Depuis que je vous ai vu, j’ai eu beaucoup de tracas et d’ennuis de maison. J’ai été longtemps sans cuisine, et ce qui est pis sans cuisinier. J’ai été obligée de remplacer mon vieux Maupois, qui ne pouvait plus aller, et je l’ai remplacé par un jeune qui me fait de la bonne cuisine, mais trop moderne hélas ! Nous autres vieux, mon ami, nous ne pouvons éviter d’être envahis par tout ce qui est nouveau, et à mon avis, beaucoup moins bien [p. 3] que ce qui existait du temps de nos pères. Cela est fort triste mais l’important pour nous, c’est de conserver notre bonne santé : la mienne résiste à tout mais la vôtre a besoin de soins, et vous savez, mon cher ami, combien je m’y intéresse. Outre mes occupations qui sont nombreuses, j’ai été, et je suis encore bien préoccupée, bien inquiète de la santé de mon pauvre fils malade ; les crises, qui l’année dernière étaient beaucoup plus rares, cette année se renouvellent bien souvent, et c’est au dépens non pas de sa santé, mais de son intelligence4. Vous pensez combien cela est cruel pour moi et quelle vie triste je mène ! Si vous n’avez rien à faire à la campagne [p. 4] sacrifiez-moi quelques instants pour venir causer un peu avec moi. Parlez-moi de votre santé, de vos projets ; avez-vous arrêté un appartement avec atelier ? Je pense que vous n’avez pas eu le temps de vous en occuper.

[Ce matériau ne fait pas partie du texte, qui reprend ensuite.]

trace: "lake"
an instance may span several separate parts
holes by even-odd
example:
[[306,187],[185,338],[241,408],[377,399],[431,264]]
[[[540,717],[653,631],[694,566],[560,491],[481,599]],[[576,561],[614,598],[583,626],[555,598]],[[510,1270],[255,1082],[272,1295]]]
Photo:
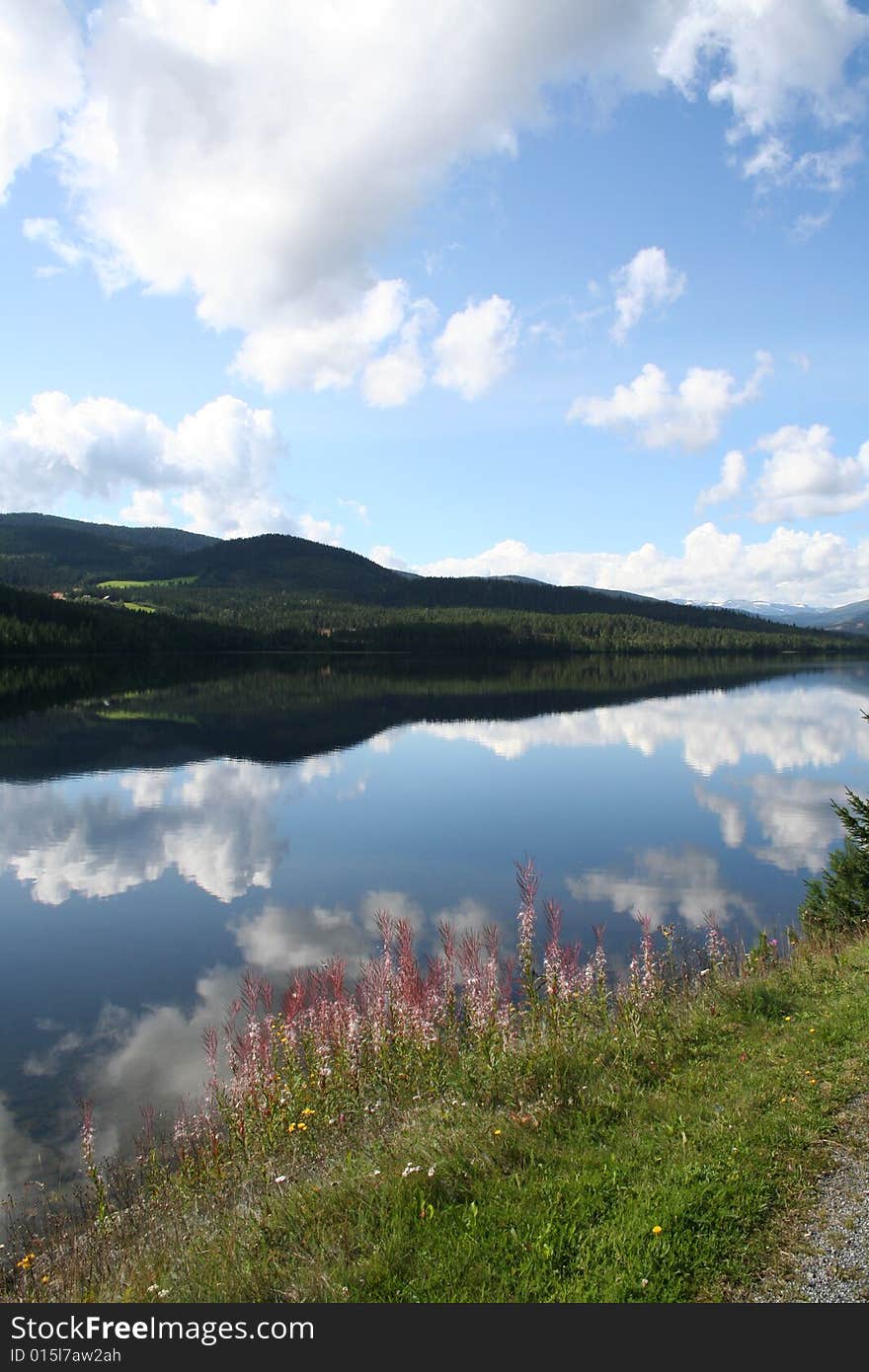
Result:
[[242,970],[350,970],[389,908],[513,940],[533,858],[618,970],[636,914],[784,932],[869,790],[869,667],[655,659],[0,672],[0,1194],[200,1091]]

Eugène est encore en Auvergne pour quelques jours. M. Laity est à Paris. Mme de Querelles vous a écrit pour une recommandation, je n’y suis pour rien, car je n’aurais pas voulu venir augmenter vos ennuis5 !
Adieu, mon cher bon ami, croyez toujours à ma vieille et bien sincère affection. Je vous embrasse de cœur en attendant le plaisir de vous revoir. Je ne vous ai pas écrit pour votre parent, M. de Verninac, parce que, de mon [p. 1] côté, je n’avais hélas aucune protection6.
Adieu encore, cher ami,
Mille tendresses,
J.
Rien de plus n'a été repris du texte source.